For women with BPD, the condition is more likely to co-exist with other disorders such as major depression, anxiety disorders, or eating disorders. BPD is more likely to occur with disorders such as drug or alcohol abuse or antisocial personality disorder in men.
Once thought to be challenging to treat successfully, borderline personality disorder can now be treated effectively with psychotherapy. With therapy, symptoms related to BPD improve and most people with BPD can experience significant and long-lasting periods without symptoms and can live meaningful and productive lives.
Psychotherapy is the cornerstone of treatment. It is also known as “talk therapy” and involves sessions between an individual and a therapist. Some people may also need medications. While there is no particular medication approved by the U.S. Food and Drug Administration for BPD, some individuals with the disorder benefit from medications used to treat symptoms such as anxiety, depression, or aggression.
Patients and their families may consider inpatient treatment if outpatient therapy stalls, the patient’s behavior becomes extremely erratic, or therapy is interrupted due to repeated suicide attempts. Another option is day hospital treatment, in which a patient goes to a daily therapy program while still living at home. This treatment option has been found to be helpful in allowing patients to understand their problems and its effect on others, and bring patients in close contact with others who are also working through similar situations. BPD patients tend to support each other—sometimes in a negative way, to be sure, but more often in a very positive way.
With any treatment, articulate and candid discussion is often instrumental breaking down the issues of denial, blaming, and excuses that hinder growth and acceptance of one’s problems. The recognition of the illness and the determination to overcome it have everything to do with successful treatment.
When you have borderline personality disorder (BPD), there are things you can do every day to take care of yourself. Here are some helpful tips recommended by the National Institute of Mental Health.
- Talk to your doctor about treatment options and stick with treatment.
- Try to maintain a stable schedule of meals and sleep times.
- Engage in mild activity or exercise to help reduce stress.
- Set realistic goals for yourself.
- Break up large tasks into small ones, set some priorities, and do what you can, as you can.

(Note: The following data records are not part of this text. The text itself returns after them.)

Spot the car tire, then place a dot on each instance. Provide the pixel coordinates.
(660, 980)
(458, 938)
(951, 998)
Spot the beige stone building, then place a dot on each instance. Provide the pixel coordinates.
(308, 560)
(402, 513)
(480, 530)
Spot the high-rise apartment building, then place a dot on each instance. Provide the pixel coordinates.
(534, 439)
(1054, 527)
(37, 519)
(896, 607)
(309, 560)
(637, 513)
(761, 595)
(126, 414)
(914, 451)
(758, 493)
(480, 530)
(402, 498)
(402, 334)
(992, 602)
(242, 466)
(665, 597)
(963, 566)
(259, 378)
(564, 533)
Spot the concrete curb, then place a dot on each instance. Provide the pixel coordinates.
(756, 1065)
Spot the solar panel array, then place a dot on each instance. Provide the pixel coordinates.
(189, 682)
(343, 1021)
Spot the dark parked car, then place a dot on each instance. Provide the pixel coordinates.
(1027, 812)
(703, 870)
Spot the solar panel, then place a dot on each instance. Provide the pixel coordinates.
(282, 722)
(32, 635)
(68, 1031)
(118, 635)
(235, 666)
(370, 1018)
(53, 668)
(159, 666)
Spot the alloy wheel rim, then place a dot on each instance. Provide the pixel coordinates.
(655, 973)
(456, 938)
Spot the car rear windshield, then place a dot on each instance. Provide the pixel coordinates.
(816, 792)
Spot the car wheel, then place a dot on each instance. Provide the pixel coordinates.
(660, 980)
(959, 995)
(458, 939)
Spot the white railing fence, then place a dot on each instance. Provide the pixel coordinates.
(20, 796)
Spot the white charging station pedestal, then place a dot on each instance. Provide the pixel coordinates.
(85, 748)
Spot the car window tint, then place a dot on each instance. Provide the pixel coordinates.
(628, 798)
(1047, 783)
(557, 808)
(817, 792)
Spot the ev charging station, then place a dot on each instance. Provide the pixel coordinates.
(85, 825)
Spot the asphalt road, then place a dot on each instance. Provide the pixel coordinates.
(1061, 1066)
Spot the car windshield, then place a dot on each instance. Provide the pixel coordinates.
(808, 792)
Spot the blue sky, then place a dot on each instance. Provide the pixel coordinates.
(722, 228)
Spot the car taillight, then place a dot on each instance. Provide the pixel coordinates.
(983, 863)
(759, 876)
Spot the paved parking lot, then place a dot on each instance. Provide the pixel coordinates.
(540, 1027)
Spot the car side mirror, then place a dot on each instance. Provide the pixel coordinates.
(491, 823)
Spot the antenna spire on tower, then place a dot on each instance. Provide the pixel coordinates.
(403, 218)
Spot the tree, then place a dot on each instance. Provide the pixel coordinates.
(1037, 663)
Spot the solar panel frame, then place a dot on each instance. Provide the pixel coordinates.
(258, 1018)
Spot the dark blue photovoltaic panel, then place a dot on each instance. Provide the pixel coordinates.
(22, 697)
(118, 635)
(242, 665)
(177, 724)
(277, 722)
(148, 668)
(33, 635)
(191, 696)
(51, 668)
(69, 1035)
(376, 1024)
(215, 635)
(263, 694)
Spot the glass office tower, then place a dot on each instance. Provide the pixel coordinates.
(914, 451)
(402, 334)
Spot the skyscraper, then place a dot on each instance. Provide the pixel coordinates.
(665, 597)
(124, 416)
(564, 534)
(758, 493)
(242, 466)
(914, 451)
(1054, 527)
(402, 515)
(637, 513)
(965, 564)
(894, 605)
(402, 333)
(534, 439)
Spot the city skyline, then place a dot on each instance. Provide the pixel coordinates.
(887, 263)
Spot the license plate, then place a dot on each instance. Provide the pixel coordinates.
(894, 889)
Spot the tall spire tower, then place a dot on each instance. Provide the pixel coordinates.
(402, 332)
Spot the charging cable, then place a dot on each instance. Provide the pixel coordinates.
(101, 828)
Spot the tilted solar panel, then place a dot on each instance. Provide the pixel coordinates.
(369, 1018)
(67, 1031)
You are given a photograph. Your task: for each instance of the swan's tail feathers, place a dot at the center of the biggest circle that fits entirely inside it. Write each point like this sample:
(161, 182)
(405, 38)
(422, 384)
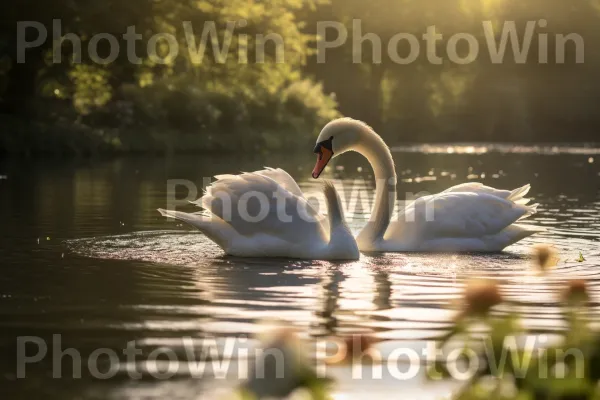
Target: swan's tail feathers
(518, 195)
(212, 226)
(514, 233)
(532, 209)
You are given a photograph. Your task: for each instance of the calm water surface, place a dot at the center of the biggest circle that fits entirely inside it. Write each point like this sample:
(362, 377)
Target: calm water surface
(84, 254)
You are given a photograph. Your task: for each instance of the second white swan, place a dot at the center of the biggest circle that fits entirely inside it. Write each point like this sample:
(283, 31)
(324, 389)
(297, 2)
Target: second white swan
(467, 217)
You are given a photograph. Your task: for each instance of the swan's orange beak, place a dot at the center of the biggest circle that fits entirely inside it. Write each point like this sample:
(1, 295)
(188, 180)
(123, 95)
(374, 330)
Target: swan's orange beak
(323, 157)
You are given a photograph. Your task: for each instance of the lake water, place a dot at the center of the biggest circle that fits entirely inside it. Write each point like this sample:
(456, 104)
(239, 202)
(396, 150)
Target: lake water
(85, 255)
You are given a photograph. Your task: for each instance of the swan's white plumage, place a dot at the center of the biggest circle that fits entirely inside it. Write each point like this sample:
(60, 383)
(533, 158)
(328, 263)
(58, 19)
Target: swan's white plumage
(265, 214)
(466, 217)
(479, 220)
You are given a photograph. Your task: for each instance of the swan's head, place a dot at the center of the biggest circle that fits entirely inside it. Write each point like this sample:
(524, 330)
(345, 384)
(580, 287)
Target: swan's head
(337, 137)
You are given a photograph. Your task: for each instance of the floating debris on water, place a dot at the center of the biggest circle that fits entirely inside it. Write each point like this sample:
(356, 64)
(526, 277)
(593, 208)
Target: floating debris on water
(545, 256)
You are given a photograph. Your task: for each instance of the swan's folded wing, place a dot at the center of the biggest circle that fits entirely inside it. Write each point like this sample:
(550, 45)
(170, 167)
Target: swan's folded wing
(283, 179)
(517, 195)
(254, 203)
(459, 214)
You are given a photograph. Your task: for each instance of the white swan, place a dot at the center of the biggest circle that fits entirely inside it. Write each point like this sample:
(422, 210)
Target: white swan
(265, 214)
(467, 217)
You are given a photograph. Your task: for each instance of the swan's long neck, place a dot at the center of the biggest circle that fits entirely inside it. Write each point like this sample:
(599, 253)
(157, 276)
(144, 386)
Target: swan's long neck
(341, 241)
(378, 154)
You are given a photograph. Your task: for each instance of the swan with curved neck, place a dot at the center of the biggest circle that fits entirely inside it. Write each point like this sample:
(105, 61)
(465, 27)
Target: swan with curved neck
(467, 217)
(240, 227)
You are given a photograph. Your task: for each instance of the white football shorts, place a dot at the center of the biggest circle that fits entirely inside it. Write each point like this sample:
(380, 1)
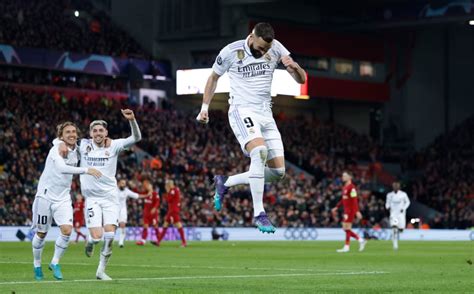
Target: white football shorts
(398, 220)
(44, 211)
(254, 121)
(101, 211)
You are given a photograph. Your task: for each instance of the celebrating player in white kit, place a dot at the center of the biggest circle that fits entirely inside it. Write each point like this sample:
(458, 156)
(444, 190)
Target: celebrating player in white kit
(250, 64)
(123, 194)
(102, 205)
(397, 202)
(53, 199)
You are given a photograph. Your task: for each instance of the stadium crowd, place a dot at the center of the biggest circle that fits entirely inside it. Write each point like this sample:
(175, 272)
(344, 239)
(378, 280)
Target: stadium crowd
(447, 184)
(180, 149)
(188, 153)
(52, 24)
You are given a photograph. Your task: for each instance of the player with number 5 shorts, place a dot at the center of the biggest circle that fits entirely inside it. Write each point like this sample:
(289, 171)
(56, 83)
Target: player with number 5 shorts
(53, 199)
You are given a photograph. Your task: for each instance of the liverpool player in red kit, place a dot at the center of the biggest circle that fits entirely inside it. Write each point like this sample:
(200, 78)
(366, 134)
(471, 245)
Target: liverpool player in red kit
(173, 197)
(151, 211)
(350, 202)
(79, 221)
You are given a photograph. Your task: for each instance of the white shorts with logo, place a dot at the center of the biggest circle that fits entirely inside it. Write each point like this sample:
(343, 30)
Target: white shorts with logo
(101, 211)
(45, 210)
(398, 220)
(123, 214)
(256, 121)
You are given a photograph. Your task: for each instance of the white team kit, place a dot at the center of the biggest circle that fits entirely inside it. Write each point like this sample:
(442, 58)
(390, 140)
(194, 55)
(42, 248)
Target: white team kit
(123, 195)
(102, 204)
(53, 199)
(398, 203)
(250, 114)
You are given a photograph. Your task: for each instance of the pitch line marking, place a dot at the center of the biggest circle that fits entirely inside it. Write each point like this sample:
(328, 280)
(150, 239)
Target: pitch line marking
(197, 278)
(188, 266)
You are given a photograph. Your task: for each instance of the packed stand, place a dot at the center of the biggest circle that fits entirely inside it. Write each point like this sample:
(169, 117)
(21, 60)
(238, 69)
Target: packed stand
(52, 24)
(187, 152)
(447, 181)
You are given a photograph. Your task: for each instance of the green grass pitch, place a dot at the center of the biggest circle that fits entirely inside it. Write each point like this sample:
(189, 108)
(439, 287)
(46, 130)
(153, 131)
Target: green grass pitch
(244, 267)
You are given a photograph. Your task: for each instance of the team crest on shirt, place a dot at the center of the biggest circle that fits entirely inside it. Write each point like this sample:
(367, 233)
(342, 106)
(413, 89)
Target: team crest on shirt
(240, 54)
(267, 57)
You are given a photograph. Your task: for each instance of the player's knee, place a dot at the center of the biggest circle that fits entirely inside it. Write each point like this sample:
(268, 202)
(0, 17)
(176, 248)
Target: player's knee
(41, 235)
(258, 157)
(279, 173)
(66, 230)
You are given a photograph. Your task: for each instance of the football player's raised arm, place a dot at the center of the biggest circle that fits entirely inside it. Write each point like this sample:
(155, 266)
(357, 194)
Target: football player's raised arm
(131, 194)
(136, 135)
(407, 202)
(63, 168)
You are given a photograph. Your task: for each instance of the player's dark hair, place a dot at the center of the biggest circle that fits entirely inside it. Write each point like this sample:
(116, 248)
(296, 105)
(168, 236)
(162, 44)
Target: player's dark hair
(60, 128)
(349, 173)
(98, 122)
(265, 31)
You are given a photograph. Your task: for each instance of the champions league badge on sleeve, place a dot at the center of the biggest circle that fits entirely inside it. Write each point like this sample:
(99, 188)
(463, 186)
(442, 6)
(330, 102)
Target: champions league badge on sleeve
(240, 54)
(268, 58)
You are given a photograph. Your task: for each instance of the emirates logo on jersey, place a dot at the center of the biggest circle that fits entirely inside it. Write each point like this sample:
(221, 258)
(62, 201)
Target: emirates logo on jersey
(240, 54)
(268, 57)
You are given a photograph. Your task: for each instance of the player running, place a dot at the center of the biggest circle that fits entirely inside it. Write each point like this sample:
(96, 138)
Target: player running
(53, 199)
(123, 194)
(79, 220)
(102, 206)
(250, 64)
(350, 202)
(173, 198)
(397, 202)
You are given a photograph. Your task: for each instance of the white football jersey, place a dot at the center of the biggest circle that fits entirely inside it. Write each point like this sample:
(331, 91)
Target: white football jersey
(55, 181)
(250, 78)
(105, 160)
(397, 202)
(124, 194)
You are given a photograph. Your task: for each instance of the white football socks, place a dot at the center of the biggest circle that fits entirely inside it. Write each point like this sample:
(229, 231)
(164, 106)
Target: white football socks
(106, 251)
(271, 175)
(258, 158)
(60, 247)
(37, 244)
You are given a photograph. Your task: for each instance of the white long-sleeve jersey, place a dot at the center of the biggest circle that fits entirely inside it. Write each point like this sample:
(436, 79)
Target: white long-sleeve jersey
(55, 181)
(104, 159)
(124, 194)
(397, 202)
(250, 78)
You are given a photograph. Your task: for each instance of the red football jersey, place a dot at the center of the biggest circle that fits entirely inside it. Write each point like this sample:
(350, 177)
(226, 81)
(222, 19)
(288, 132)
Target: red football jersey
(349, 200)
(173, 197)
(78, 211)
(152, 202)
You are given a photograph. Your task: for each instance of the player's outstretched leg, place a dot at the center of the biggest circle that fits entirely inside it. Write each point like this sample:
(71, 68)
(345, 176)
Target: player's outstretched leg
(56, 269)
(221, 190)
(105, 254)
(264, 224)
(90, 243)
(38, 273)
(60, 247)
(37, 245)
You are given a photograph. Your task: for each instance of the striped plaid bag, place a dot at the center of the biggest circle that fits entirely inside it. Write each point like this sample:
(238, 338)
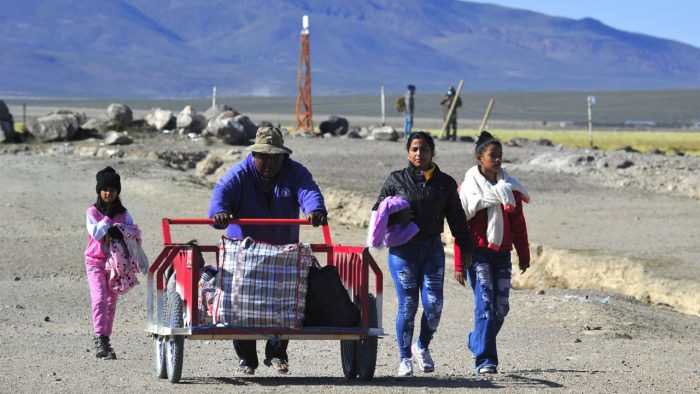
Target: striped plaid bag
(261, 284)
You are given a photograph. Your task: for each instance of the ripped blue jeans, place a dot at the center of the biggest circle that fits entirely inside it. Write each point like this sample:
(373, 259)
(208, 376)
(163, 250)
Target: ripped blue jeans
(418, 269)
(489, 276)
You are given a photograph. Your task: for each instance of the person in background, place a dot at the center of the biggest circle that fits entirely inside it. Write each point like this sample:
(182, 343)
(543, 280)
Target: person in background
(446, 102)
(418, 266)
(408, 112)
(493, 202)
(266, 184)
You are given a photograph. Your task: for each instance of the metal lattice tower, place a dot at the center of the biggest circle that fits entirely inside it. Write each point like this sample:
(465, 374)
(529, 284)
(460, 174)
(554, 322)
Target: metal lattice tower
(304, 120)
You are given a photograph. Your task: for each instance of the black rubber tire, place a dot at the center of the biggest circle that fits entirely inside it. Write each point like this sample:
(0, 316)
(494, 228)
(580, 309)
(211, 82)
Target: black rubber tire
(159, 350)
(175, 344)
(367, 346)
(348, 357)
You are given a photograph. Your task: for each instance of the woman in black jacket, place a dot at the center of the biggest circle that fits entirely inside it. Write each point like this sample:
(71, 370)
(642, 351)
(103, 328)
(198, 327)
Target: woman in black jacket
(418, 266)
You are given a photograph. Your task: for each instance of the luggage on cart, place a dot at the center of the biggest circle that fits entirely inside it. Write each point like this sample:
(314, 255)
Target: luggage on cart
(260, 284)
(179, 294)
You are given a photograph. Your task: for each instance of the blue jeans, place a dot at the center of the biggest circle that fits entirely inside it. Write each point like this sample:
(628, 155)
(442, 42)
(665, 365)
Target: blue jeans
(407, 125)
(418, 268)
(489, 276)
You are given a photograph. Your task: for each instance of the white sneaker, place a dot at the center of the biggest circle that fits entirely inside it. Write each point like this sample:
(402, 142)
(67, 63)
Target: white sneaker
(422, 357)
(405, 367)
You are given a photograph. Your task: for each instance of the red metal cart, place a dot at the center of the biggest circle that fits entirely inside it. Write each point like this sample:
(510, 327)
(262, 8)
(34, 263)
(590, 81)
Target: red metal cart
(172, 306)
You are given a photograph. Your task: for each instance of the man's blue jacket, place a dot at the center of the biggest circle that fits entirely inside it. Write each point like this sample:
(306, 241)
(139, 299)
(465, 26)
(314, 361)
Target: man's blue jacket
(240, 193)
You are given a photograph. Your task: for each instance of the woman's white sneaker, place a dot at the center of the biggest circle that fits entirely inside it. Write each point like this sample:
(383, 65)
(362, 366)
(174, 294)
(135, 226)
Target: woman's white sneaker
(405, 368)
(422, 357)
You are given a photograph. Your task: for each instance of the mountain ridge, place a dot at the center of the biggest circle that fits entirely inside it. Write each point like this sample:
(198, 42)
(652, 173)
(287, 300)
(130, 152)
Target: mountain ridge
(182, 48)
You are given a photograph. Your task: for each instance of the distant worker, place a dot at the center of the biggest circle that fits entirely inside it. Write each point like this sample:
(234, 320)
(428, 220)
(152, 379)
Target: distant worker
(446, 102)
(408, 111)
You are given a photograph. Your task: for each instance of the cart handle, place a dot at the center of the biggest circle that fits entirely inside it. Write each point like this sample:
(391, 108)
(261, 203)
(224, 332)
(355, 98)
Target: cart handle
(251, 222)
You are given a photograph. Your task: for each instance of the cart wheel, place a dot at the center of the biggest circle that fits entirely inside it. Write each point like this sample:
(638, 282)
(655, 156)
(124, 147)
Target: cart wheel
(159, 348)
(175, 344)
(367, 346)
(360, 357)
(348, 357)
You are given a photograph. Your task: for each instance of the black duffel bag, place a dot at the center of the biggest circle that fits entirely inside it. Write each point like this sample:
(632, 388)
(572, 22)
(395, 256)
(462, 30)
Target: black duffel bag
(327, 301)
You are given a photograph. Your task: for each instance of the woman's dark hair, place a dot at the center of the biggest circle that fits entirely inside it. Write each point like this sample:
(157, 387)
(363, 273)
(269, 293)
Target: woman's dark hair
(485, 139)
(423, 136)
(102, 206)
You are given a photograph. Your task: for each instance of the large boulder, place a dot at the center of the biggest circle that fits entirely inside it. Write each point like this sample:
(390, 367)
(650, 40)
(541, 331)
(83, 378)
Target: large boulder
(334, 125)
(118, 138)
(160, 119)
(384, 133)
(217, 110)
(189, 121)
(226, 129)
(119, 115)
(249, 128)
(55, 127)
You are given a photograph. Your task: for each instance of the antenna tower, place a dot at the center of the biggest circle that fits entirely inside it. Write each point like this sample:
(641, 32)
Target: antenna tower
(304, 121)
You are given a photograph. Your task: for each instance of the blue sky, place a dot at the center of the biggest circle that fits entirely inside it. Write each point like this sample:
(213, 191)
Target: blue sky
(675, 19)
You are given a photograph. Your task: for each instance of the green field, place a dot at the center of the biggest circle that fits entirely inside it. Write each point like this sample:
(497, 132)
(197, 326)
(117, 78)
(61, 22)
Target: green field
(643, 141)
(670, 108)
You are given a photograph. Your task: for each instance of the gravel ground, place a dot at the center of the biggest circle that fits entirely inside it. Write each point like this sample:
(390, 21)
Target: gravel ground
(563, 339)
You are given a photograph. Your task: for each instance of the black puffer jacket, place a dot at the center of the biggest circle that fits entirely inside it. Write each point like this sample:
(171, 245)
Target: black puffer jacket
(431, 204)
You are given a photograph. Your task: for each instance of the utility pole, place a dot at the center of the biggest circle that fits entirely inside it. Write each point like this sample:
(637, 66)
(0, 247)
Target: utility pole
(383, 107)
(487, 115)
(591, 102)
(452, 109)
(304, 116)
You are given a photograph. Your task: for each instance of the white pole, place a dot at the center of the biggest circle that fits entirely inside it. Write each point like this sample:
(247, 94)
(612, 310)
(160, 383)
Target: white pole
(383, 108)
(590, 122)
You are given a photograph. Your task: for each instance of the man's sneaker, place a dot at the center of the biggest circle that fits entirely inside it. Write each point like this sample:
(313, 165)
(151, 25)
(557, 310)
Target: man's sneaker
(487, 370)
(103, 349)
(244, 368)
(405, 368)
(277, 364)
(422, 357)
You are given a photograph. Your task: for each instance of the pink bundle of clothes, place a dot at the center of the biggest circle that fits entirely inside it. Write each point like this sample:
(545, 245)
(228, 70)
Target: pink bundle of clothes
(380, 233)
(126, 259)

- Try to spend time with other people and confide in a trusted friend or family member.
- Tell others about events or situations that may trigger your symptoms. They can be a source of support.
- Expect your symptoms to improve gradually, not immediately. It may take time, but you can get better with treatment.
- Identify and seek out comforting and supportive situations, places, and people.
- Continue to educate yourself about BPD.
Support services for families are also available. These services are essential, as family and friends deal with a lot of stress related to their loved ones diagnosis. Local chapters of mental health organizations, such as the American Psychiatric Association, can help patients and families find a practitioner in your area.